Accidents Involving Only Property Damage to an Occupied Vehicle
625 ILCS 5/11-402 requires that drivers involved in car accidents causing only property damage to occupied vehicles must stop and exchange information with other parties to an accident. Again, drivers are required to exchange driver’s names, vehicle owner’s names, addresses, and vehicle registration numbers with other parties. Failure to comply with this law will result in a Class A misdemeanor. Class A misdemeanors can result in a maximum penalty of up to 12 months in jail and a $2,500 fine. Furthermore, Illinois imposes a 12-month driver’s license suspension for motorists who flee the scene of an accident where over $1,000 in vehicle damage was incurred.
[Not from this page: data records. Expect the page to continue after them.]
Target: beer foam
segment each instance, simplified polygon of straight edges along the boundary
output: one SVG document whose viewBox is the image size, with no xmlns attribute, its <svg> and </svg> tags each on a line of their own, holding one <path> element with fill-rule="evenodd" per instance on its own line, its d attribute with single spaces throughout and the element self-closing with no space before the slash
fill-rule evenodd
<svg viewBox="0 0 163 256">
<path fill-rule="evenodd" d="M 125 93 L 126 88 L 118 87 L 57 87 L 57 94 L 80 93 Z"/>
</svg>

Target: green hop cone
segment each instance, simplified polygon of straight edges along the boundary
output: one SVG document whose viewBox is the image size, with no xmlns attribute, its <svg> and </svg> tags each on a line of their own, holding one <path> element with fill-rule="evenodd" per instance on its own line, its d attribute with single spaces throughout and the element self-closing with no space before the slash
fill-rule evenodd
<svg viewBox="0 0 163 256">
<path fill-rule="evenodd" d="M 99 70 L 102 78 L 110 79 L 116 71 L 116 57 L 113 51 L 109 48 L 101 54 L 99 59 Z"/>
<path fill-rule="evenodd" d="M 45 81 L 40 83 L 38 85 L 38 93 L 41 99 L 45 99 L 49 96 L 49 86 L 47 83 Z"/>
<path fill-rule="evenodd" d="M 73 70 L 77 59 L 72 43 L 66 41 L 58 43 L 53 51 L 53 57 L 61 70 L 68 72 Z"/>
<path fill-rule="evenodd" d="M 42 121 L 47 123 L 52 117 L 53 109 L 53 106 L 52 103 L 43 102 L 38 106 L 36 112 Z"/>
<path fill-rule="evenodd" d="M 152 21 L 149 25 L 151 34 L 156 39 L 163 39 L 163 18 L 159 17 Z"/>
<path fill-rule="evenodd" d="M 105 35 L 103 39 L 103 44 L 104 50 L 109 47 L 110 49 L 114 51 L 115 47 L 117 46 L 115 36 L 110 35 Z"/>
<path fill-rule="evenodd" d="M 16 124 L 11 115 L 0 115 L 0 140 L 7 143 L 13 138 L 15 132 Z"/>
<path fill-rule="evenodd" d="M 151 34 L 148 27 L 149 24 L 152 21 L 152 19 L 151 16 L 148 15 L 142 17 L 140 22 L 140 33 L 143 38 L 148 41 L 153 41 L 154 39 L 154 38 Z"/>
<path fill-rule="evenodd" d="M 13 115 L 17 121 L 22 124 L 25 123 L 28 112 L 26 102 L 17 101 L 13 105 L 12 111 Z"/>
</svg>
Accidents Involving Only Property Damage to Unattended Vehicles or Other Property
Lastly, under 625 ILCS 5/11-404, drivers must also stop and exchange information after accidents involving only property damage to unattended vehicles or other property. After such an accident, drivers have two options. First, drivers can locate the other vehicle or property owner and provide them with your name, address, and vehicle registration number. Alternatively, drivers in such situations may attach a written notice with this information to the damaged property while also notifying the police. Failure to comply with this law will also result in a Class A misdemeanor in Illinois.